As a beginning writer, I couldn't have deleted a single line back then anyway. Every one had been agonized over and relived. Let the readers feel and understand the depth of it too.
The editor at the printing house was gentle with me, and after reading the manuscript, she left me this note: "After working with the manuscript I was left with such a pleasant reader's impression :) it came out heartfelt, sincere, easy and interesting to read — I want to thank you for your work! Great ending, intriguing, open. If you're thinking about a second book — that would be wonderful :) There are no major issues with the text, good narrative logic, good pacing, the format came out as a kind of light, conversational genre."
Can you imagine the emotional charge I got from that! An editor who'd surely been at the printing house for a while, who'd read dozens if not hundreds of manuscripts, liked mine. I'd clearly written a masterpiece. And it deserved to have every single letter preserved.
A couple of months after the editorial pass, I decided to record an audiobook of my book myself. It's my own story I wrote, after all — who else would narrate it?
When I started reading in front of the screen, into the microphone, I kept running into sentences that were too long, or lists that went on too long, too many epithets, and other rough patches. You don't notice them as much when you're just reading the manuscript — I wrote it myself, after all, I know what intonation I intended for every part. But when I recorded it aloud, everything that made me stumble came right to the surface. I had to sit down and edit it again, cleaning up certain spots.
A year later I wrote my second book, and the same thing happened with the narration. This time I didn't have an editor, because my energetic husband had gotten tired of listening to me complain about editing and proofreading, and by the time I finished the book he'd built the service editroast.com, which does an editor's job.
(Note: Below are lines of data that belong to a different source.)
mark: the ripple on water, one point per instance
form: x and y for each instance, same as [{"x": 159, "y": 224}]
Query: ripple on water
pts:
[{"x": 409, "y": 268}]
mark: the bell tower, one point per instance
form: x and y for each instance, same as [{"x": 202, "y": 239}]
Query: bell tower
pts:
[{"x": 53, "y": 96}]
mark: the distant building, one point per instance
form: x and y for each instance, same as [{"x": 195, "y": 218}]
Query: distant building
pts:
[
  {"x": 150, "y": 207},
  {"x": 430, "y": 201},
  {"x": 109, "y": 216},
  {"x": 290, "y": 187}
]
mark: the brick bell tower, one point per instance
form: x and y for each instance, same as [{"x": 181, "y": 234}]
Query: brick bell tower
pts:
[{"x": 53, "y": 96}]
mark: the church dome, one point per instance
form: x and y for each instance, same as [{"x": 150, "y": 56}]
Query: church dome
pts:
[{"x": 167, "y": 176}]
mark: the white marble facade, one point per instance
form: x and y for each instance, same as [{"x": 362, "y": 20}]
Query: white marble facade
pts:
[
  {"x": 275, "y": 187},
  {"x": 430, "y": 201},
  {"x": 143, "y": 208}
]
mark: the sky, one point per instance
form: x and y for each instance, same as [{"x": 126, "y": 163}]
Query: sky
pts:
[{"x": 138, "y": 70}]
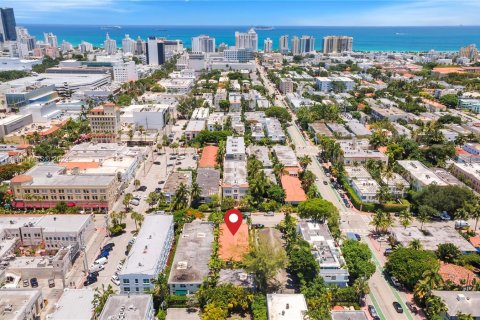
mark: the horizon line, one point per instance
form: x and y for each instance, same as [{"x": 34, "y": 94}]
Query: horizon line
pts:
[{"x": 248, "y": 25}]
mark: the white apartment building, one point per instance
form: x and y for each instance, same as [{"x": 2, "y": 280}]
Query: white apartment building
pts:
[
  {"x": 235, "y": 148},
  {"x": 190, "y": 265},
  {"x": 286, "y": 85},
  {"x": 148, "y": 255},
  {"x": 125, "y": 72},
  {"x": 203, "y": 44},
  {"x": 326, "y": 252},
  {"x": 246, "y": 40},
  {"x": 110, "y": 45},
  {"x": 105, "y": 123},
  {"x": 419, "y": 175},
  {"x": 327, "y": 84},
  {"x": 128, "y": 44},
  {"x": 267, "y": 45}
]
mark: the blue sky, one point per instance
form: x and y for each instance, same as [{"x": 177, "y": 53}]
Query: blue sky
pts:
[{"x": 247, "y": 12}]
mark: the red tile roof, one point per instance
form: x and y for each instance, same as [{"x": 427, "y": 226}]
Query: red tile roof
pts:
[
  {"x": 293, "y": 189},
  {"x": 233, "y": 247},
  {"x": 455, "y": 274},
  {"x": 208, "y": 159}
]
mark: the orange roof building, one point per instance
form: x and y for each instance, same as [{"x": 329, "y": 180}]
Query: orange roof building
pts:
[
  {"x": 209, "y": 157},
  {"x": 456, "y": 274},
  {"x": 233, "y": 247},
  {"x": 294, "y": 193}
]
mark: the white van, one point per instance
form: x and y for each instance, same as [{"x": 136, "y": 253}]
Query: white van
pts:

We tested it on my second manuscript at the same time. I was stunned. How precise, to the point, and fast it all was! I did three rounds of editorial passes with the service and then recorded my second book.
Which brings me to the point. I got curious what kind of assessment my first book would get. To find out, I had to dive headfirst back into the text. That wasn't easy, because I hadn't just written an entire tome — I'd already gone through it twice with an editor, then twice more on my own with proofreading, and edited it once more after that. I was so sick of the text that, a year earlier, I'd simply finished it and put whatever I had up on the platforms.
The service handed me a mountain of corrections... I groaned, but I didn't give up. For two weeks I went through the text again and again, doggedly working through every correction. I tore out the foreword entirely, wrote a whole new chapter and an afterword. I spent two days on one chapter alone, without lifting my head. It felt like cleaning the Augean stables. I deleted words, lines, and entire paragraphs without a shred of regret. I saw repetitions, empty words, unnecessary descriptions. I watched the text start to breathe. Watched it become easier to read, the thought grow clearer. And for the first time I understood what Stephen King meant in On Writing.
We often hold on to the best-written parts because they cost us effort. Because we poured time and feeling into them. But a book doesn't have to include everything you wrote well. A book is a whole, and every part has to serve that whole.
P.S. I re-recorded the handful of chapters that got the most corrections, along with the ones I rewrote from scratch.